I have a data frame with multiple entries in multiple cells. There are three kinds of columns: Those that only contain 1/0, those that contain 1/0 and some other entries, and those that does not contain 1/0.
What I want to do is for all the columns that contain some other value (usually two or more entries) to be split into x new columns with the column name + the value in the cell for each unique value in the column, and 1/0 as whether or not this is present. All columns with only 1/0 will be left as is.
Note: My original data frame is bigger and have many columns. Also, the content in the cells may vary depending on the data frame, and I would like it to work no matter what/how many entries are in the cells. Also note that I have columns that I don't want to be split, either because they only contain 1/0 (f. ex. emrY), or because they contain other data (f. ex. T_CIP).
The data frame:
structure(list(id = 1:10, emrA = c("I219V, T286A", "I219V", "I219V",
"I219V", "I219V", "R164H, I219V", "R164H, I219V", "R164H, I219V",
"R164H, I219V", "R164H, I219V"), gyrA_8 = c("S83L,678E", "D87N",
"S83L,252G", "S83L,678E", "S83L,678E", "S83L,828T", "S83L,828T",
"S83L,828T", "S83L,828T", "S83L,828T"), emrY = c("0", "1", "1",
"1", "1", "1", "1", "1", "1", "1"), T_CIP = c(0.25, 0.12, 0.12,
0.25, 0.25, 0.5, 2, 1, 1, 2)), .Names = c("id", "emrA", "gyrA_8",
"emrY", "T_CIP"), class = c("tbl_df", "tbl", "data.frame"), row.names = c(NA,
-10L))
What it looks like:
id emrA gyrA_8 emrY T_CIP
1 I219V, T286A S83L,678E 0 0.25
2 I219V D87N 1 0.12
3 I219V S83L,252G 1 0.12
4 I219V S83L,678E 1 0.25
5 I219V S83L,678E 1 0.25
6 R164H, I219V S83L,828T 1 0.5
7 R164H, I219V S83L,828T 1 2
8 R164H, I219V S83L,828T 1 1
9 R164H, I219V S83L,828T 1 1
10 R164H, I219V S83L,828T 1 2
What I want to end up with:
id emrA_I219V emrA_T286A emrA_R164H gyrA_8_S83L gyrA_8_678E gyrA_8_D87N gyrA_8_252G gyrA_8_828T emrY T_CIP
1 1 1 0 1 1 0 0 0 0 0.25
2 1 0 0 0 0 1 0 0 1 0.12
3 1 0 0 1 0 0 1 0 1 0.12
4 1 0 0 1 1 0 0 0 1 0.25
5 1 0 0 1 1 0 0 0 1 0.25
6 1 0 1 1 0 0 0 1 1 0.5
7 1 0 1 1 0 0 0 1 1 2
8 1 0 1 1 0 0 0 1 1 1
9 1 0 1 1 0 0 0 1 1 1
10 1 0 1 1 0 0 0 1 1 2
The emrY column was not split becasue it only contains 1/0. The T_CIP (and other similar columns to it) was not split because it contains other data.
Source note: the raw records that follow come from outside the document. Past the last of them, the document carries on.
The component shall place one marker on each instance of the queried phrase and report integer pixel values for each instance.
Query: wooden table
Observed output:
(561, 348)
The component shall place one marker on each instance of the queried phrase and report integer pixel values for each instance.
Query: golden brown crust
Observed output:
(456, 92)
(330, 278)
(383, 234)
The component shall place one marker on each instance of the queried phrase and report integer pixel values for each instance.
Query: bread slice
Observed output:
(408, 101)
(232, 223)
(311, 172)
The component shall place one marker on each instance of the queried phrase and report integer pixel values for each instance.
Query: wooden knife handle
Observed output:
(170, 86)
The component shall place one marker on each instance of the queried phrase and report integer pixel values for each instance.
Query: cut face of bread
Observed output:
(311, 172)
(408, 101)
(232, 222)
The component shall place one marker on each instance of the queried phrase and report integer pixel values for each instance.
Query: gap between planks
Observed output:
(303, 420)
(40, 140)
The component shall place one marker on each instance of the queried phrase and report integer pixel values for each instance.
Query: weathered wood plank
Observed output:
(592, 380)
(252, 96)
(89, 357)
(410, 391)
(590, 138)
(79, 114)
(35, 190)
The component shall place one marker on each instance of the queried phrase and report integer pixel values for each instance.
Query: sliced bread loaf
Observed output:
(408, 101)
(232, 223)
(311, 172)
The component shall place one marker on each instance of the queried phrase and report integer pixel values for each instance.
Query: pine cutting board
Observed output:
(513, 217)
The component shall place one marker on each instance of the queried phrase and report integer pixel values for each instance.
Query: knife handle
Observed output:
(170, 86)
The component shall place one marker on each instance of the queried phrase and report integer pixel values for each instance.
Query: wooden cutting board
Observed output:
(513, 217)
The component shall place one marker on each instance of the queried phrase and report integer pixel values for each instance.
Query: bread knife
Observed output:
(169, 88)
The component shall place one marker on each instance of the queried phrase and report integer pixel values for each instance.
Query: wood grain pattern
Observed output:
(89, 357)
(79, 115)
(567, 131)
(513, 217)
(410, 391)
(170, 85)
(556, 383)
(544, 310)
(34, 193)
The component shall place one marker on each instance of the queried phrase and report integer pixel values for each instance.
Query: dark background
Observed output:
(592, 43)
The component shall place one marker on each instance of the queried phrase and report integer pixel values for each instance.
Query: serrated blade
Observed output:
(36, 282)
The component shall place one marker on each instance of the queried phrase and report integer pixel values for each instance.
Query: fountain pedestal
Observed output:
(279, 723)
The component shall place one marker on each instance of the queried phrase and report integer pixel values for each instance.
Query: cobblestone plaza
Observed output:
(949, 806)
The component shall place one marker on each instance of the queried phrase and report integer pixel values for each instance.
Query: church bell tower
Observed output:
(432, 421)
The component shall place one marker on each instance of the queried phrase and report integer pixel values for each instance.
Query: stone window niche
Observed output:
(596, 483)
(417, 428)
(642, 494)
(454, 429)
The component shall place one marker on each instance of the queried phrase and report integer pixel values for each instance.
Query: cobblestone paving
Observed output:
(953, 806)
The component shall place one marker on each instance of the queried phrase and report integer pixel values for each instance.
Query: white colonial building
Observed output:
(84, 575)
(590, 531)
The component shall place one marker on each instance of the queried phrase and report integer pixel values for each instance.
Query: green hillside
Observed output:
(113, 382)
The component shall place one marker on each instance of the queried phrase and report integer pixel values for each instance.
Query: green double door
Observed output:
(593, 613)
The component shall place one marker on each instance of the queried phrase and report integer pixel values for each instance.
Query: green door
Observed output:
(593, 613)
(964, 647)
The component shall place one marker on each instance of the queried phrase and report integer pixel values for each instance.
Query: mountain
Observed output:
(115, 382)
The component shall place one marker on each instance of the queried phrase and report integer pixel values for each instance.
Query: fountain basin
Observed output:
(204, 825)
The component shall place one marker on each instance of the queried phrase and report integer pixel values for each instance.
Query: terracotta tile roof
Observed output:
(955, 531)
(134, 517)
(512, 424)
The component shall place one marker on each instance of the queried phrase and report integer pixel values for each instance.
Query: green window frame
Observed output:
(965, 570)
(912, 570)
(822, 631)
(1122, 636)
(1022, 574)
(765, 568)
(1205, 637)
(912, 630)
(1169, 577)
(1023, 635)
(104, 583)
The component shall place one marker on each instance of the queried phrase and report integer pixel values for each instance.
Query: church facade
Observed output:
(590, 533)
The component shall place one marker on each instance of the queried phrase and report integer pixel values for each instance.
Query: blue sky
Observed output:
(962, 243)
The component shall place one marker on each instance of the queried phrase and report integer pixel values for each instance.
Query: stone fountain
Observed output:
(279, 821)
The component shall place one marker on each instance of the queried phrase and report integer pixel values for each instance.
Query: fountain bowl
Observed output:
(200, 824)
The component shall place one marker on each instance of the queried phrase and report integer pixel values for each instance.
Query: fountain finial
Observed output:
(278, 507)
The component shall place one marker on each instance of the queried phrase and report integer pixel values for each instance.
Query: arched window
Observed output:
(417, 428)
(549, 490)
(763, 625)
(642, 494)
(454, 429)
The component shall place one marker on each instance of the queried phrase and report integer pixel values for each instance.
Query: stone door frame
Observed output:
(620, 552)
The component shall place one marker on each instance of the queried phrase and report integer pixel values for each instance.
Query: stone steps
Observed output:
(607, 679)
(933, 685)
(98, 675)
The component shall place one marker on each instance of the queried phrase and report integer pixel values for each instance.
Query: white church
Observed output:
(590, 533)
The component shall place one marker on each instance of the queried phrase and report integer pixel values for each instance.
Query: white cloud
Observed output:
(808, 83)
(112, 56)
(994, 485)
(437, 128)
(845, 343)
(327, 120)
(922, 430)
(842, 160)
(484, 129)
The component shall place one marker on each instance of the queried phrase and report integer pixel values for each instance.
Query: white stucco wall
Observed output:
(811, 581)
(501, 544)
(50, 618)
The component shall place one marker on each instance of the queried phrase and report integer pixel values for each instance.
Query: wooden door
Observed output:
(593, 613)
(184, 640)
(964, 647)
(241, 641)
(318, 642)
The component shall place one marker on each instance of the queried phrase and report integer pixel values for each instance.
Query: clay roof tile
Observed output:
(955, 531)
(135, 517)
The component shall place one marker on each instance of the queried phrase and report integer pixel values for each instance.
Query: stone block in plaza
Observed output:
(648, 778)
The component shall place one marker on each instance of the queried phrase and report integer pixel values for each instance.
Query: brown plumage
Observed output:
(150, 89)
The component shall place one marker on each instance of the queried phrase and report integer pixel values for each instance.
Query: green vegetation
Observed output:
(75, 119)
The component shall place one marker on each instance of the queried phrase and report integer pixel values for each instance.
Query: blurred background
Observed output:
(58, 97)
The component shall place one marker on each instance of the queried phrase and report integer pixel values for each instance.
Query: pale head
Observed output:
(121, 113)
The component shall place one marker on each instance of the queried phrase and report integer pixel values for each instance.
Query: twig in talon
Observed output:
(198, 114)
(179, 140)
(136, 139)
Is there a way to do this with tidyverse-packages?
EDIT:
I do not feel that the question marked as duplicate answer my question - They do not have multiple columns with varied content, and the question itself is directly about dummy variables, and doesn't seem to explain what I am trying to do here.